American blogger, author, translator, technologist and activist (born 1969)

Liz Henry (born 1969) is an American blogger, author, translator, technologist, and activist. They are a co-founder of the first women's hackerspace in San Francisco, Double Union, where they are still active. They are also an advocate for disability technology and hacking existing technology for use by disabled people.

== Career ==

Henry is a senior release manager at Twitch. Previously, they were the Firefox release manager and bugmaster for Mozilla. They have also served on the advisory board of the GimpGirl Community and The Ada Initiative. In 2005, in the aftermath of Hurricane Katrina, Henry flew to Houston to help the evacuees. They worked with Technology For All to help people use technology to reconnect and rebuild.

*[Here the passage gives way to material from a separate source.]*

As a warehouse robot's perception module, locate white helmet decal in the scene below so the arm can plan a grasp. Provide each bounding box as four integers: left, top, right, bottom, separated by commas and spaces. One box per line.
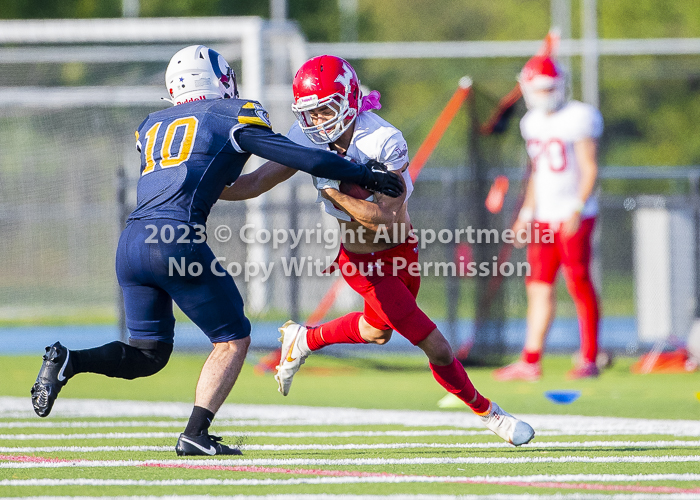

In 2007, Henry co-organized BarCampBlock in Palo Alto, California.

In 2011, Henry played a key role in the unveiling of A Gay Girl In Damascus. They questioned whether the purported writer of the blog, Amina Arraf, actually existed.

In 2012, Aqueduct Press published a book of their poems, Unruly Islands. Henry also edited The WisCon Chronicles: Vol. 3: The Carnival of Feminist SF ISBN 978-1-933500-30-0, the third of a series of anthologies of articles about, or inspired by, the feminist science fiction convention WisCon, held every year in Madison, Wisconsin.

In 2017, Cardboard House Press published their translation of Chilean poet and writer Carmen Berenguer's book My Lai.

In 2024, they founded Grassroots Open Assistive Tech.

== Personal life ==

Henry and Danny O'Brien married in October 2018.